Dabestan is a space for learning through practice, offering workshops and training courses across diverse creative, cultural, and interdisciplinary fields. It brings together artists, educators, and participants to explore ideas, skills, and narratives, fostering creativity, critical thinking, and collaborative learning in a dynamic and supportive environment.
Monologues of Migration
Monologues of Migration is a creative and performative journey that begins with lived experience and moves toward artistic transformation. The project invites participants to engage with a personal memory—one that remains alive in the mind and body—marking a moment when migration or displacement acquires meaning, leaves an imprint, or opens a new horizon.
The aim is not simply to recount a memory, but to transform it into a dramatic monologue: a living, dynamic material capable of taking form on stage, while cultivating a reflective and critical attitude toward one’s own experience—an openness to re-seeing, re-writing, and re-imagining it beyond its initial form. In doing so, the process seeks to shift one’s relationship to lived experience: from immediacy to reflection, from self-expression to character construction, and from a fixed account to a reconfigurable narrative capable of engaging others and opening a space of shared meaning where experience is no longer possessed but performed, interpreted, and re-created—thereby foregrounding the conditions under which a voice can emerge, be heard, and enter into relation with the Other.
This process unfolds through a series of interconnected stages:
It begins with the Preparatory Narrative, where participants return to a lived moment and write it in its raw, immediate form—close to memory, close to the self.
It then moves into the Focused Narrative, where the writing becomes more precise. The experience is shaped, details are selected, and attention is directed toward what carries dramatic potential.
From there, the work develops into the Addressed Narrative, where the voice begins to orient itself toward the Other—an imagined listener, a presence, a point of address. The narrative is no longer only internal; it begins to speak outward to the Other.
Finally, the work arrives at the Dramatic Monologue, where the “I” gives way to a character. A figure emerges—born from personal experience, yet no longer confined to it. This character may carry a different past or future, make alternative choices, and inhabit an inner world distinct from that of the writer.

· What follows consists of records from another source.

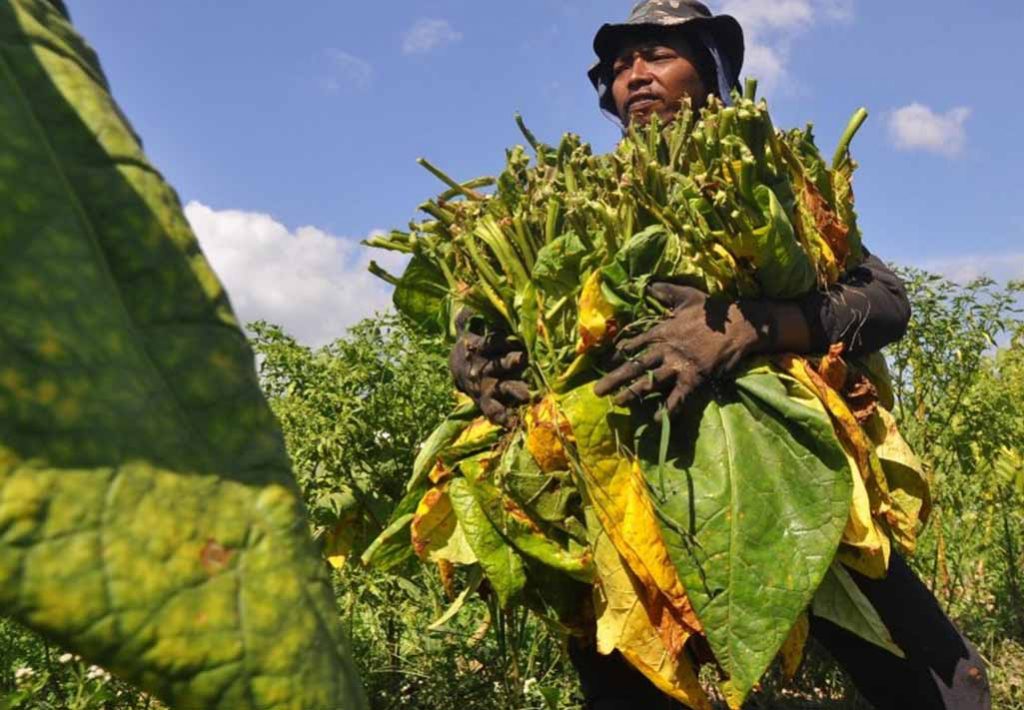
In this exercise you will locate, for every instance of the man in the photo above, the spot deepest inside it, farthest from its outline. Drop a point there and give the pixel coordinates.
(668, 50)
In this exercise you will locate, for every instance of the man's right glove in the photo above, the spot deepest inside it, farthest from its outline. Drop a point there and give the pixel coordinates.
(488, 368)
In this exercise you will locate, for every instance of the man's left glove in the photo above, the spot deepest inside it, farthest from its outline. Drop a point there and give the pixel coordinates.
(700, 338)
(488, 368)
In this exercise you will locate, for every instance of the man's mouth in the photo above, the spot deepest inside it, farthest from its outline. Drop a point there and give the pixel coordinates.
(641, 102)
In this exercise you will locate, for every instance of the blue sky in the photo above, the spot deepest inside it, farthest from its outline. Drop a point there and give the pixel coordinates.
(293, 133)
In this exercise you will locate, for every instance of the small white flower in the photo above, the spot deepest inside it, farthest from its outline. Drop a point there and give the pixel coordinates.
(97, 673)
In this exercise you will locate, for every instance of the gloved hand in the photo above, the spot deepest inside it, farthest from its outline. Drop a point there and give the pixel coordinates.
(702, 337)
(487, 368)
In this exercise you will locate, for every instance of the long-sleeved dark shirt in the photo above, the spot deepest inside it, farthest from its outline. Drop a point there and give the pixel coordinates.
(866, 310)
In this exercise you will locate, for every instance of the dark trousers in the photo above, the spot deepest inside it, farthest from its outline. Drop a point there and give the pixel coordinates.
(942, 670)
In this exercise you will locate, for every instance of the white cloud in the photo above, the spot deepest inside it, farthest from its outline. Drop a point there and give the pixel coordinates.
(772, 26)
(312, 284)
(1003, 267)
(347, 70)
(426, 35)
(916, 127)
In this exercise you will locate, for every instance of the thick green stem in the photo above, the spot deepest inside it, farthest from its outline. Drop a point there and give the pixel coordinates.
(751, 89)
(376, 269)
(851, 130)
(443, 177)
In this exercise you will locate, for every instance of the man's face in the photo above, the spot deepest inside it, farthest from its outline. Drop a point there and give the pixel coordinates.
(652, 77)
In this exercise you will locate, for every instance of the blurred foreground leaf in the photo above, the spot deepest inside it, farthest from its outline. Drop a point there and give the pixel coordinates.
(148, 519)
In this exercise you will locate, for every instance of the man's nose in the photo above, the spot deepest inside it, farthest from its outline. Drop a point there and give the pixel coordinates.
(639, 74)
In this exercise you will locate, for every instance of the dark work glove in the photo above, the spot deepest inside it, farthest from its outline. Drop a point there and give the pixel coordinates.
(701, 337)
(487, 368)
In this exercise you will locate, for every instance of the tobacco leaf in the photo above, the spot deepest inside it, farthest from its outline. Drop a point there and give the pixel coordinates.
(840, 600)
(793, 651)
(421, 295)
(597, 316)
(504, 569)
(624, 625)
(516, 527)
(441, 437)
(391, 549)
(435, 531)
(614, 485)
(752, 498)
(148, 518)
(783, 269)
(866, 540)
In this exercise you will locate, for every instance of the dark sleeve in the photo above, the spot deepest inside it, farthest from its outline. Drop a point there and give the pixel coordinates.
(866, 309)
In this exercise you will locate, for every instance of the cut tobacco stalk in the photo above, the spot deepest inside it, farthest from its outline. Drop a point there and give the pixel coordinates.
(560, 255)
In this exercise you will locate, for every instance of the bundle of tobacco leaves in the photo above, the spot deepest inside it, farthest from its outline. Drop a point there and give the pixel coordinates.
(705, 539)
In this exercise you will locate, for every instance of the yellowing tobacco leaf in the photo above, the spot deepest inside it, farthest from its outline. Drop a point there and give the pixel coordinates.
(616, 489)
(597, 322)
(866, 546)
(905, 476)
(481, 434)
(436, 534)
(546, 431)
(793, 650)
(624, 625)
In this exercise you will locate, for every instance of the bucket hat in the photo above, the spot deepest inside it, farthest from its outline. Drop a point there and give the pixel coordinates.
(721, 34)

Through this progression, a lived moment becomes the seed of a narrative voice. Participants learn to observe their experiences, rewrite them, enter dialogue with them, and ultimately shape them into a story that is both rooted in life and capable of exceeding it.
The final text that emerges is no longer a direct self-representation but the voice of a character—one who can stand on stage, speak, reveal themselves to the world, and engage an audience.
Since its inception in October 2025, the project has been conducted in two iterations, leading to the development of more than 10 dramatic monologues. This phase of the project will continue through the completion and publication of a book—a collection of dramatic monologues emerging from Monologues of Migration. Within the project’s broader vision, staged readings and performances of these monologues are envisioned.